Lo studio realizzato da Coface sul comportamento di pagamento in Cina mostra che nel 2022 meno imprese hanno dovuto affrontare ritardi di pagamento – il 40% degli intervistati nel 2022 contro il 53% nel 2021. Inoltre, il ritardo medio è sceso da 86 a 83 giorni

In Cina il numero di imprese soggetto a gravi ritardi di pagamento superiori al 2% del fatturato annuo è in calo: dopo un incremento significativo nel 2021 con segnalazioni da parte del 64% degli intervistati, la percentuale è scesa al 36%, il dato più basso dal 2016. Secondo l’esperienza di Coface, dal momento che l’80% dei pagamenti prolungati non viene mai pagato, la liquidità di un’azienda è considerata a rischio quando questi costituiscono una percentuale del fatturato annuo superiore al 2%.

Nel 2022, il 34% degli intervistati dell’industria chimica ha affermato che i gravi ritardi rappresentavano oltre il 10% del proprio fatturato, con un incremento di 8 punti percentuali rispetto al 2021, il tasso più alto tra i 13 settori oggetto di analisi. Anche la stabilità finanziaria degli operatori del settore del legno ha subito un peggioramento: le imprese del settore hanno infatti registrato maggiore importo di insoluti (40% rispetto al 33% del 2021).

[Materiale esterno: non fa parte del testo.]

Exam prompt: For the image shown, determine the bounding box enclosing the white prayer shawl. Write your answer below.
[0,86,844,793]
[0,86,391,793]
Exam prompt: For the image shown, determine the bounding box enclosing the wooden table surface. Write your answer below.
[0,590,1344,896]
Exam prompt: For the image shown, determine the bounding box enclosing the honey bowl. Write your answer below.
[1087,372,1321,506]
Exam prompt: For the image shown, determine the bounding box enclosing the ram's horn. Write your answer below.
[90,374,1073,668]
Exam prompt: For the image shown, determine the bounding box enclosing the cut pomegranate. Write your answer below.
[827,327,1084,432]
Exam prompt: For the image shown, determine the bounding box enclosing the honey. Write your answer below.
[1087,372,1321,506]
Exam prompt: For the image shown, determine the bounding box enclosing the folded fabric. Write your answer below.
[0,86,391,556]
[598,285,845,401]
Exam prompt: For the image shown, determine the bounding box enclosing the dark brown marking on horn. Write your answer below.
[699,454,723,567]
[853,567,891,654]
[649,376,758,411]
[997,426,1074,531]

Dopo una politica rigida con regole più restrittive di finanziamento nei confronti delle società immobiliari, il governo cinese ha allentato la propria posizione a fine 2022, grazie a un importante programma di misure. L’edilizia rimane il settore con i ritardi di pagamento più lunghi (96 giorni), data la fase di correzione del mercato immobiliare.

Il 30% delle aziende intervistate (in tutti i settori) ha indicato l’aumento dei prezzi delle materie prime come principale motivazione dei ritardi di pagamento, contro il 23% nel 2021. L’impennata dei prezzi delle materie prime in seguito alla guerra in Ucraina e la pressione sulle catene di approvvigionamento hanno portato a un forte rialzo dei prezzi dei fattori produttivi nel 2022, mettendo ulteriormente sotto stress le risorse finanziarie delle imprese.

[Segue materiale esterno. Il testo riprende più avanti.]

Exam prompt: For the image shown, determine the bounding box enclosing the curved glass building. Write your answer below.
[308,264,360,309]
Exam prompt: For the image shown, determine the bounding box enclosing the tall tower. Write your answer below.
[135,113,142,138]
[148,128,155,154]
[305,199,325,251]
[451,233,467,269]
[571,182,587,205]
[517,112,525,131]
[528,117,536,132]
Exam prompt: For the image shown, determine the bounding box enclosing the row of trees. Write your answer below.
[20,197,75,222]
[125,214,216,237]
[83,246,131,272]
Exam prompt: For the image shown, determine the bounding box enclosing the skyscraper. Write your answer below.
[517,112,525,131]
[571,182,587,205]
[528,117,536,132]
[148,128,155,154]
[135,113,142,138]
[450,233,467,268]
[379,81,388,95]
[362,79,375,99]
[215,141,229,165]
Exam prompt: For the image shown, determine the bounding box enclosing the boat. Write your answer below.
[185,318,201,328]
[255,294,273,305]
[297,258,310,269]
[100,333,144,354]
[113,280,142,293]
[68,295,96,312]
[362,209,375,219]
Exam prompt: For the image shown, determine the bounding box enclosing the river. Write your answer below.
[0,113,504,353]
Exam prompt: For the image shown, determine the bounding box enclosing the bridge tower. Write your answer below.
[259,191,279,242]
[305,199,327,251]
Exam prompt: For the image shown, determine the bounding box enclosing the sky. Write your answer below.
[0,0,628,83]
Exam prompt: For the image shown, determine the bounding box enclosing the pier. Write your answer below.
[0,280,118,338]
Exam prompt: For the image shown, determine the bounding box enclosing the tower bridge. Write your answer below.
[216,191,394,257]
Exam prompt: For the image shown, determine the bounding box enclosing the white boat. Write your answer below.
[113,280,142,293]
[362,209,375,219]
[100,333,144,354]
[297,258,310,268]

Maggiore ottimismo dopo la fine delle politiche zero-Covid

La politica rigida della Cina nei confronti del Covid ha colpito duramente le imprese nel 2022. Anche se il boom dei prezzi delle materie prime e il calo della domanda hanno condizionato in modo significativo la liquidità e le vendite (rispettivamente per il 24% e il 23% degli intervistati), il 61% ha dichiarato che la scarsa disponibilità di manodopera a causa delle misure di contenimento è stato il principale fattore di impatto su liquidità e vendite.

Per i prossimi 12 mesi, le aziende mostrano un crescente, anche se modesto, ottimismo in termini di vendite e liquidità. Le imprese che si aspettano un miglioramento delle vendite sono passate dal 44% nel 2021 al 50% nel 2022, mentre per la liquidità dal 27% nel 2021 al 49% nel 2022.

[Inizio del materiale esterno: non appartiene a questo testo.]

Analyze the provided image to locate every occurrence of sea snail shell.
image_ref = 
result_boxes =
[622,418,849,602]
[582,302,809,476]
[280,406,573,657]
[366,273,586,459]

Nel complesso, gli intervistati sono sempre più ottimisti sulle prospettive economiche per i prossimi 12 mesi, poiché il governo cinese ha abbandonato la politica zero-Covid a fine 2022. La percentuale di aziende che si aspetta una crescita economica è aumentata dal 68% nel 2021 all’84%. Coface prevede che la crescita del PIL cinese acceleri tra il 4% e il 5% nel 2023.

“Dopo un periodo particolarmente complesso, iniziato con il Covid, dalla Cina arrivano segnali di ripresa che sono sicuramente incoraggianti. La percentuale di imprese che hanno dovuto affrontare ritardi di pagamento è in netta discesa, e anche una lieve diminuzione del ritardo medio sono da intendersi come la prova che l’allentamento della politica “zero-Covid” ha portato reali benefici alle imprese” – commenta Ernesto De Martinis, Ceo di Coface in Italia e Head of Strategy Regione Mediterraneo & Africa. “L’incremento delle vendite che si registra, l’aumento della liquidità, sono elementi che giustificano un certo ottimismo per il 2023, per cui quest’anno è possibile prevedere una crescita del PIL cinese certamente significativa”.